TQ Level Up

By CCP Yokai
| Comments

What makes up the live EVE Cluster and how it's all done is something of a mystery to many who have speculated what it's made of and how it's all connected together.

As you may know the Tranquility (TQ) cluster will be down for maintenance on Wednesday, June 23, 2010 from 0900 to 1500 UTC.

With a migration and a bit of a redesign on the way I thought it was about time to deliver the facts on what it is and will be.

Step one: A cozy new home

TQ has morphed and adjusted over the years as much as EVE Online has.  It's gotten to the point were a couple of cabinets simply don't handle it anymore.  So, this first step is to move TQ to a bigger place.  We'll still be in the same datacenter and connecting to you from multiple networks to ensure the best performance, but this time with a lot more space and power and room to grow.

The new space is a whopping 79kW of power across 12 cabinets.  With the larger space and added power, we can now aggregate TQ, Singularity, and the ancillary EVE Services (web, forums, account management, etc.) into a single location in the datacenter.  This will provide better network connectivity, fewer intermediary devices and increased capacity.

As with any dense computer solution like our blade servers, heat is always a major concern.  Sure, we get great management tools and reduced physical space requirements, but we still have to cool the servers.  To do this we've moved from an ambient cooled system (basically the open room temperature is managed but not funneled direct to server intakes) to a completely self-contained, closed aisle cooling system.  Cold air from the center of the aisle is force-fed into the cabinets reducing the loss or wasted cool air significantly and helping to focus cold air where it's needed most.  This takes the industry standard "hot aisle/cold aisle" designs a step further without having to do anything crazy like running servers under nitrogen pools (although that is pretty cool).

 

Step two: Networking to 9000

Most of the traffic on the network in TQ is happening between the servers on the internal network.  While the routers we use are quite powerful (Cisco 7600's with the RSP720 route processors), our internal switching needed a kick in the pants.  With the move we are going to be adding about 800% capacity to our side to side network along with some really nice Cisco Distributed Forwarding Cards (DFC3) to the network blades themselves to help reduce the latency and reduce burden on the supervisor cards that run the switches.

 

Step three: Pics or it didn't happen

We are going to continue the information sharing about the infrastructure that makes EVE work on the next installment.  Although not everyone gets excited about cabinets and a datacenter, there are a few that do.  I personally keep them posted on my wall at home.  This is meant to be the first of many installments as we continue to improve the infastructure that EVE runs on.

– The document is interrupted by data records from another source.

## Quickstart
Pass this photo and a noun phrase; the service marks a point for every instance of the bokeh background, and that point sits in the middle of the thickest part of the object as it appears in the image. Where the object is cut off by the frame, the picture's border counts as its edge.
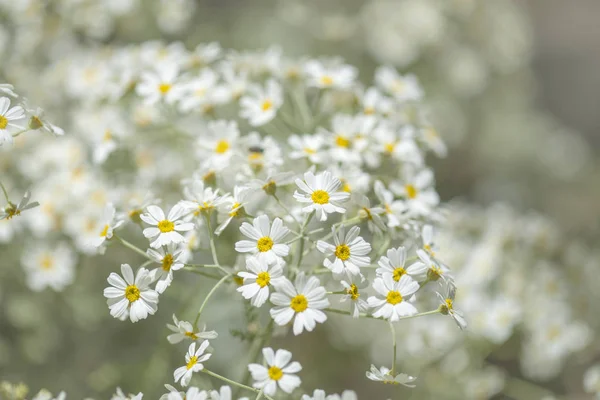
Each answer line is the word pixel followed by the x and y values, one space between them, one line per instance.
pixel 513 89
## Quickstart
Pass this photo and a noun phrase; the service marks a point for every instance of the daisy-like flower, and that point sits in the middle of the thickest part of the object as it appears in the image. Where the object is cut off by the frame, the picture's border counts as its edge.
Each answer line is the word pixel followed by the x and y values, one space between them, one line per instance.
pixel 9 120
pixel 233 207
pixel 38 121
pixel 194 359
pixel 302 302
pixel 258 279
pixel 403 88
pixel 322 194
pixel 260 105
pixel 330 75
pixel 435 269
pixel 12 210
pixel 309 147
pixel 185 330
pixel 279 372
pixel 319 394
pixel 171 259
pixel 392 299
pixel 49 267
pixel 417 190
pixel 201 200
pixel 158 85
pixel 120 395
pixel 392 265
pixel 131 297
pixel 350 251
pixel 165 230
pixel 266 239
pixel 384 375
pixel 193 393
pixel 352 289
pixel 447 307
pixel 107 225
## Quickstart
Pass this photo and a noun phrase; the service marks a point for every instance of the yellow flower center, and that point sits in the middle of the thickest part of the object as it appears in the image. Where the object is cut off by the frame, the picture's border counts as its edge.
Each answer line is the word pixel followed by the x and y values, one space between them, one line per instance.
pixel 341 141
pixel 235 209
pixel 104 231
pixel 299 303
pixel 411 191
pixel 389 147
pixel 275 373
pixel 222 146
pixel 266 105
pixel 47 262
pixel 326 80
pixel 166 226
pixel 167 262
pixel 192 362
pixel 164 88
pixel 132 293
pixel 265 243
pixel 320 197
pixel 353 292
pixel 191 335
pixel 398 272
pixel 394 297
pixel 342 252
pixel 263 279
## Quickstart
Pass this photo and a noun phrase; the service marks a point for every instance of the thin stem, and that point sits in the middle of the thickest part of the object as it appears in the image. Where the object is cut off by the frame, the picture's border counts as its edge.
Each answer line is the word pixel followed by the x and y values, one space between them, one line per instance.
pixel 211 235
pixel 5 193
pixel 393 331
pixel 234 383
pixel 132 247
pixel 208 296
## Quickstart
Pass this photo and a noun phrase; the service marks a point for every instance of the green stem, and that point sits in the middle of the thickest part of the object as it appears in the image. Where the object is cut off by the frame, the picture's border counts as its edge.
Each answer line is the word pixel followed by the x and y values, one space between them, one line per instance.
pixel 208 296
pixel 393 331
pixel 5 193
pixel 234 383
pixel 132 247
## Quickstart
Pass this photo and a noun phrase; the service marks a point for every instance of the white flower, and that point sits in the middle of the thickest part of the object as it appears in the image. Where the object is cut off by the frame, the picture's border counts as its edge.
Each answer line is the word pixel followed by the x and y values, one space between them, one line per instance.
pixel 403 88
pixel 383 374
pixel 165 230
pixel 417 189
pixel 260 105
pixel 393 266
pixel 353 294
pixel 107 225
pixel 12 210
pixel 321 192
pixel 156 86
pixel 350 251
pixel 131 297
pixel 266 239
pixel 49 267
pixel 320 395
pixel 185 330
pixel 279 372
pixel 171 259
pixel 302 301
pixel 448 306
pixel 257 281
pixel 119 395
pixel 9 118
pixel 392 300
pixel 194 359
pixel 333 75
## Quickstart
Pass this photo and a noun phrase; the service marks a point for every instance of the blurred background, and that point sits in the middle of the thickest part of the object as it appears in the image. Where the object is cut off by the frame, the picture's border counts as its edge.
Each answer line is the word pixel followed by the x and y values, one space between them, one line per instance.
pixel 512 87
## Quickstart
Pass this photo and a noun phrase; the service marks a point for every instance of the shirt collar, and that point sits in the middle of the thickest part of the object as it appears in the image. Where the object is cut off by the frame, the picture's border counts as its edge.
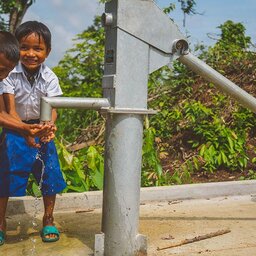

Step four: But, how does this help me get my ship back?

The increase in Layer 2 switching capacity, reducing in latency through Distributed Forwarding, and the extra cold hamsters will have an impact on the ability to reduce overall latency in EVE.  It is not a single solution, but a good foundation where core infrastructure can be eliminated as a possible concern.

The next tech installment will have more details on Remapping EVE, the next level of Fleet Fighting and better prediction of hot spots for dedicated nodes.

TQ Tech Details: (Not the whole system, just what runs TQ)

Servers
                64 x IBM HS21
                2x Dual Core 3.33GHz CPU's
                32GB of RAM Each
                1x72GB HDD Each
               
                2 x IBM X3850 M2's
                2x Six Core 2.66GHz 
                128GB of RAM
                4 x 146GB HDD

Cores
                - 280 total Cores
                - ~1 THz
               
RAM
                - 2.3TB of Total RAM

Storage
                - 4.8TB of Local Storage
                - 2TB of SSD SAN
                - 256GB of RAM SAN

Network
                - Gigabit Ethernet
                - 4Gb/s Fiber Channel

So what will June 23 look like?

Here's our current downtime schedule for when TQ will be offline:

0900:     All EVE Services go offline. (Web, Forums, Test Servers, EVE Gate, TQ, basically everything hosted in London)

1200:     EVE Online web, secure and Test Servers come back online.        (all network services reestablished in London.  Only TQ should still be down at this time)

1500:     TQ back online